The Home Depot shrugged off bad weather, and thanks, in part, to a recovering housing market, the company reported first quarter sales of $19.1 billion, up 7.4% from last year's quarter, which had one less week. 

On a like-for-like basis, comparable store sales for the first quarter were positive 4.3%. U.S. stores comps were positive 4.8%, also on a like-for-like basis.

Cold weather across much of the country hurt spring sales for the home improvement industry. But the world's largest home improvement retailer still grew profits and sales, despite feeling the chill. Net earnings for the quarter were $1.2 billion, up from $1.0 billion in the first quarter last year. 

"In the first quarter, we saw less favorable weather compared to last year, but we continue to see benefit from a recovering housing market that drove a stronger-than-expected start to the year for our business," said Frank Blake, chairman and CEO. 

The company also raised its fiscal 2013 sales guidance. It now expects sales to be up about 2.8% for the year, with comp-store sales up about 4.0% for the year.

In other news, the Home Depot Foundation, the company’s philanthropic arm, has created a $1 million weather impact fund to aid relief, recovery and rebuilding efforts in response to the recent tornadoes in Oklahoma and throughout the Southwest United States, and in expectation of continuing violent storms throughout the spring season.

The foundation is donating $250,000 to the American Red Cross for immediate relief needs in response to recent tornadoes and storms that caused serious damage, and has also committed $100,000 to Team Rubicon, whose primary mission is engaging veterans in disaster relief and recovery efforts, where their skills and experience greatly benefit communities.
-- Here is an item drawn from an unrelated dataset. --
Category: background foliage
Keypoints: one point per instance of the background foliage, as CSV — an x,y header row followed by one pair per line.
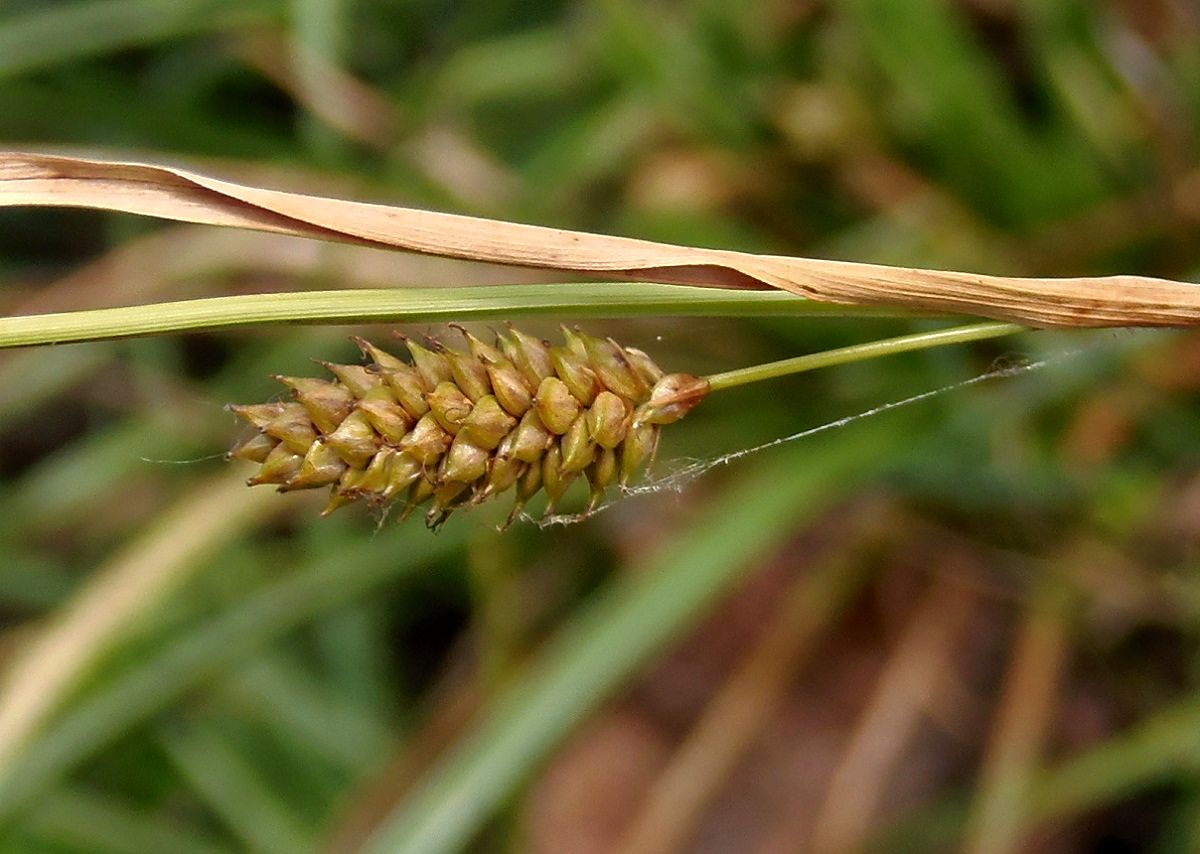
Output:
x,y
970,623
Additionally, the foundation continues to support nonprofits and first responders to assist with emergency needs of local communities. 

"The violent storms that have recently stricken Moore and other areas throughout the Southwest make it incumbent upon us to respond quickly to help our communities recover and rebuild, both now and during the many months to come," said Frank Blake, chairman and CEO of the Home Depot. "It is our sincere hope that the worst of this ferocious weather is behind us, but we stand ready to continue assisting through this funding, volunteerism and partnership with our communities."

In addition to funding, Team Depot, the company's associate-led volunteer force, has been mobilizing locally to help with relief and recovery efforts. The Home Depot is also a member of the American Red Cross Annual Disaster Giving Program. The company's annual $500,000 contribution to the ADGP enables the Red Cross to respond immediately to the needs of individuals and families affected by disaster anywhere in the United States. Separately, The Homer Fund, a charity for Home Depot associates in need of emergency financial assistance, has begun helping associates and their families affected by these storms.

The Home Depot in Moore, Okla., has opened its doors to displaced animals found in the wreckage, and is serving as a shelter. Home Depot also has at least one veterinarian on site treating injured animals.